Yo hace mucho tiempo decidí que, salvo por una emergencia, no visitaré a mis amigos que viven en EE.UU., porque habiendo otros lugares para visitar, en donde no lo someten a uno a esa tortura migratoria, no tiene sentido ir por placer a un sitio en donde ciertamente no lo hacen sentir a uno bienvenido.

No conozco a nadie que no haya tenido alguna mala experiencia con los agentes de inmigración. Es más, aun mis amigos americanos me cuentan que ellos también son víctimas de ese sistema inquisitorio. Claro, la diferencia es que a ellos les toca ir, pues ese es su país, y en cambio uno tiene la posibilidad de evitarlo. Eso es lo que llaman los placeres negativos. Jamás pensamos que ese ataque terrorista alevoso a los EE.UU. cambiaría para siempre la historia de la humanidad en este siglo y nos tocara a todos.

Notículas

1- Excelente la ratificación del general Óscar Naranjo en la dirección de la Policía. Sin duda, Naranjo es una garantía para los ciudadanos.
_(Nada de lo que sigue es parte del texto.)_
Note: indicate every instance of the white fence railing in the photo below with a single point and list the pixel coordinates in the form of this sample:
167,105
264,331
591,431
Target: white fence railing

Y debemos decir que si bien siempre criticamos el ataque a Reyes en territorio ecuatoriano, resulta absurda la decisión de la justicia de ese país de pedir arresto para el entonces alto mando y del general Naranjo. ¡Va nuestra solidaridad!

2- Magnífica opción para comerse la mejor pizza de Bogotá en el nuevo restaurante Julia, ubicado en la carrera 5 No. 69A-19. La calidad de los productos que utilizan marca la diferencia.